Собственную теорию костюма, исключающую любую моду, попытались разработать мастера и идеологи московского ИНХУКа: В.Ф.Степанова, Б.И.Арватов, Д.Е.Аркин, А.М.Ган. Главную задачу они видели в «создании одежных форм, построенных не на традициях моды»26. Моду должны были заменить простота, удобство, гигиеничность и «социально-техническая целесообразность». Между тем хорошо известные опыты московских конструктивистов по разработке производственной или профессиональной одежды (прозодежды, говоря языком того времени) по большей части не были приняты современниками. Излишний «эстетизм» костюмов Степановой к спектаклю Театра Вс.Мейерхольда «Смерть Тарелкина» отмечали почти все рецензенты; а понравившиеся публике и театральным критикам костюмы Поповой к «Великодушному рогоносцу» в том же театре не удержались в репертуаре. Та же участь постигла и работы Родченко для пьес «Клоп» и «Инга». Не имела особых результатов и разработка В.Е.Татлиным в Ленинграде «нормалей одежды», т.е. стандартов бытового универсального костюма. Иными словами, антисословная и антимодная конструктивистская теория одежды потерпела крах, что вызвало, очевидно, и перемену во взглядах на моду Степановой, признававшей в 1929 году: «Ошибочно думать, что мода является лишь ненужным придатком спекулятивного характера».

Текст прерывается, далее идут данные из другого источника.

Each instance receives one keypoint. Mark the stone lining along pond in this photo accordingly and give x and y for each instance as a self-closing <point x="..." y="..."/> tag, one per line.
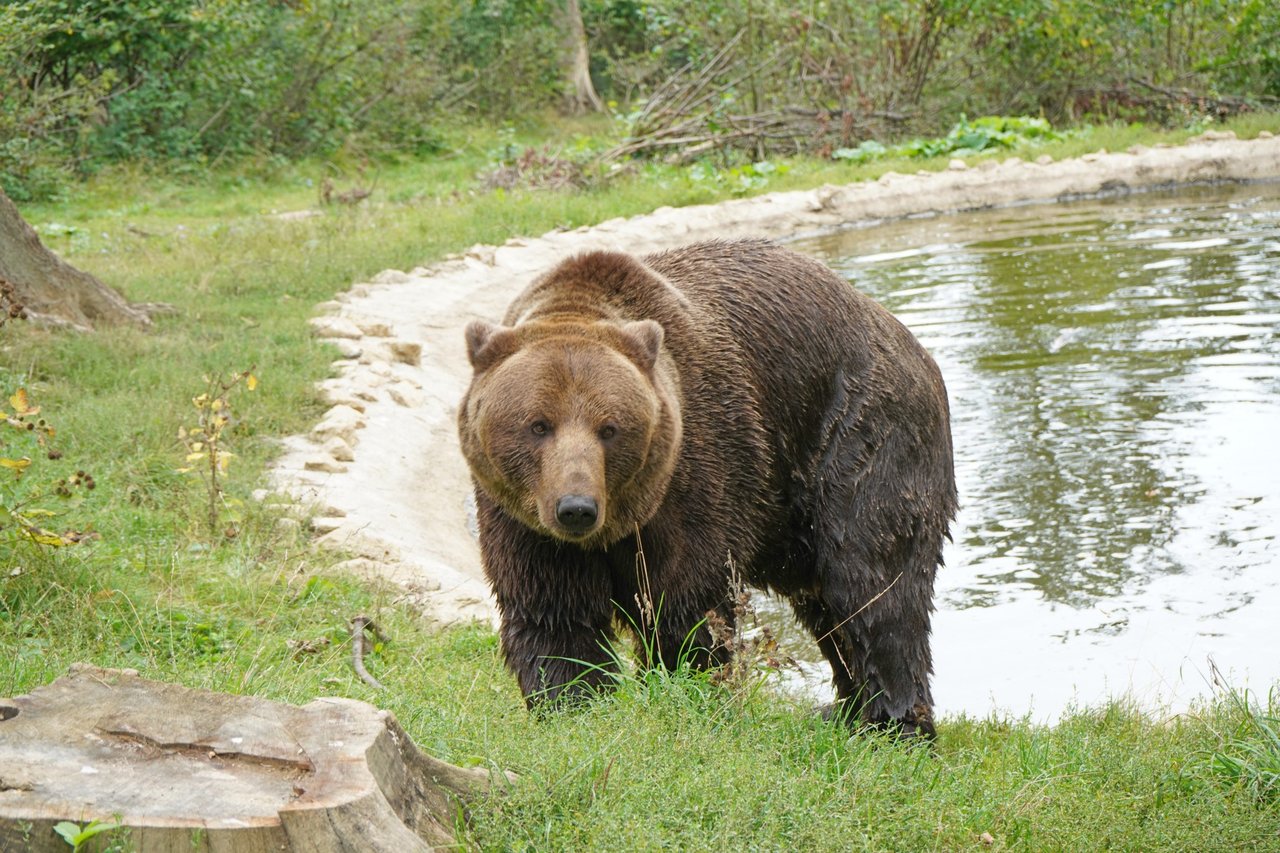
<point x="1114" y="370"/>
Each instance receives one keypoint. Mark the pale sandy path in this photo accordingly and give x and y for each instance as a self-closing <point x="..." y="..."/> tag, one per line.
<point x="383" y="469"/>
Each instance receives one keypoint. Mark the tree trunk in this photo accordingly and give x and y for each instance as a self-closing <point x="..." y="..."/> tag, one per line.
<point x="51" y="290"/>
<point x="581" y="94"/>
<point x="169" y="769"/>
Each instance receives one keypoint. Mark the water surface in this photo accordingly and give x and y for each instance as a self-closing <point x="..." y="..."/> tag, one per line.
<point x="1114" y="372"/>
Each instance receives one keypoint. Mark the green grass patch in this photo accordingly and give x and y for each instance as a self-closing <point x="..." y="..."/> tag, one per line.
<point x="668" y="761"/>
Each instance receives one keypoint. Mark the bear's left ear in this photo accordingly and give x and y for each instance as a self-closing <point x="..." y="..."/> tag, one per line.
<point x="645" y="337"/>
<point x="488" y="343"/>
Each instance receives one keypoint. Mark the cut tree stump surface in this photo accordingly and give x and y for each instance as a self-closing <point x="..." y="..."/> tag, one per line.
<point x="193" y="770"/>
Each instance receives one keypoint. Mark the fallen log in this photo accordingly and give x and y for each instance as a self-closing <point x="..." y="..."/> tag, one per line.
<point x="167" y="767"/>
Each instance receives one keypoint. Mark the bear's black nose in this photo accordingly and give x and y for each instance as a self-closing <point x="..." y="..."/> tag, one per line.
<point x="576" y="512"/>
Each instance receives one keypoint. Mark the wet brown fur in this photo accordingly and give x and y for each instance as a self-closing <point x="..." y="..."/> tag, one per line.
<point x="763" y="411"/>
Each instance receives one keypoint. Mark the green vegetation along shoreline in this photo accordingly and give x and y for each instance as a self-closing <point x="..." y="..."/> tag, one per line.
<point x="670" y="760"/>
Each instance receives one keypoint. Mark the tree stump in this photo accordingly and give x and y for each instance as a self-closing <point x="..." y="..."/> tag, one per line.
<point x="192" y="770"/>
<point x="53" y="290"/>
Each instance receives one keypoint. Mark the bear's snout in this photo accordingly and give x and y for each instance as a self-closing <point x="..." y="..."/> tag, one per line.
<point x="577" y="512"/>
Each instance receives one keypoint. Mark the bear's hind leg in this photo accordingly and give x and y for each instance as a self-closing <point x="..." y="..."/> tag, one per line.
<point x="880" y="674"/>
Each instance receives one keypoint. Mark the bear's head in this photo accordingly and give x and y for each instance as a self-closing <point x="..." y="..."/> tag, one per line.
<point x="571" y="425"/>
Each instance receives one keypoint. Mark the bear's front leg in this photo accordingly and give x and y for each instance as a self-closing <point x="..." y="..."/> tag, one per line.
<point x="556" y="612"/>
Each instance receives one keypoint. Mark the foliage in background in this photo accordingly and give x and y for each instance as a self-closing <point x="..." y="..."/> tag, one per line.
<point x="208" y="456"/>
<point x="671" y="762"/>
<point x="27" y="497"/>
<point x="196" y="82"/>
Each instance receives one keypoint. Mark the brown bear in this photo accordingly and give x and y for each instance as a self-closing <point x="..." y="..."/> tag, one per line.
<point x="639" y="424"/>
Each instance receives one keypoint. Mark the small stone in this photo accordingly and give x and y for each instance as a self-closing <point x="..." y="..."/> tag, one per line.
<point x="334" y="327"/>
<point x="407" y="397"/>
<point x="1214" y="136"/>
<point x="341" y="422"/>
<point x="339" y="450"/>
<point x="407" y="352"/>
<point x="391" y="277"/>
<point x="323" y="525"/>
<point x="374" y="328"/>
<point x="324" y="465"/>
<point x="481" y="252"/>
<point x="341" y="396"/>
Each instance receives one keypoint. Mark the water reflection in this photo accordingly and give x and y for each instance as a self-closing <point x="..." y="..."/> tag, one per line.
<point x="1114" y="369"/>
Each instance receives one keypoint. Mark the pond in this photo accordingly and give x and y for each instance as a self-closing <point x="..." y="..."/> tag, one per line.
<point x="1114" y="372"/>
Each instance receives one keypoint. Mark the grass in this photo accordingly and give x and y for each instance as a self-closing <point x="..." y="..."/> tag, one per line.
<point x="671" y="761"/>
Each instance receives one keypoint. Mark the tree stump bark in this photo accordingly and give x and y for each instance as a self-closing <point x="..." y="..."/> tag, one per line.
<point x="191" y="770"/>
<point x="51" y="290"/>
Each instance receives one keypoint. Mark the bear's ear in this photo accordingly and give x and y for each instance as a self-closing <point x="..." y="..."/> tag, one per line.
<point x="645" y="338"/>
<point x="488" y="343"/>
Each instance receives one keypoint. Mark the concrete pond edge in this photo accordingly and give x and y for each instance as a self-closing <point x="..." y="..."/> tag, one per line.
<point x="382" y="478"/>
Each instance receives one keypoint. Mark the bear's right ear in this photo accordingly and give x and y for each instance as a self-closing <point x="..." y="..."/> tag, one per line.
<point x="488" y="343"/>
<point x="645" y="338"/>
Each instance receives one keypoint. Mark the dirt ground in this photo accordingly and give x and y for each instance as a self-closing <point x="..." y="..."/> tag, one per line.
<point x="382" y="474"/>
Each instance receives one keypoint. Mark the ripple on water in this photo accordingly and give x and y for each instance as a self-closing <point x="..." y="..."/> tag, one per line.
<point x="1114" y="369"/>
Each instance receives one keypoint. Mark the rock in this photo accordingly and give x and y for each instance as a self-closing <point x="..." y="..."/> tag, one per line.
<point x="407" y="396"/>
<point x="374" y="328"/>
<point x="324" y="524"/>
<point x="339" y="450"/>
<point x="391" y="277"/>
<point x="324" y="465"/>
<point x="334" y="327"/>
<point x="481" y="252"/>
<point x="407" y="352"/>
<point x="341" y="422"/>
<point x="1214" y="136"/>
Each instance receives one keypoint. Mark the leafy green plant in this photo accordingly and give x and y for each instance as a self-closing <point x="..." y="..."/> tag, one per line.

Надежда на появление собственной костюмной моды, не подражающей Западу, но учитывающей особенности советского быта и эстетические пристрастия советских граждан, привела к практике открытых конкурсов на разработку моделей одежды. В одном из них, в частности, принимал участие известный живописец и театральный художник Г.Б. Якулов, эскизы которого в 1926 году опубликовал «Женский журнал». Весной 1932 года выставка проектов бытовой одежды, заранее присланных на конкурс художниками, работниками швейной промышленности, рабочими и служащими, была открыта в Историческом музее в Москве. Эта выставка вновь вызвала дискуссию об участии художника в производстве одежды, однако в целом конкурс был признан неудачным, а вскоре начался постепенный отход художников от искусства костюма. Открывшийся в 1934 году Московский дом моделей окончательно сделал художественное проектирование костюма совершенно самостоятельным видом деятельности, появилось и новое поколение художников, для которых профессией сделалось именно создание модной одежды, а вовсе не писание картин, оформление спектаклей или разработка архитектурных проектов. Миф о художнике-демиурге, которому подвластно все формы и масштабы — от башни до булавки, о художественной суперволе, пронизывающей собой всепроявления действительности, уступил место соображениям практицизма. Период эстетического утопизма закончился, а искусство костюма перешло от художников в твердые руки модельеров, стилистов и консультантов по имиджу.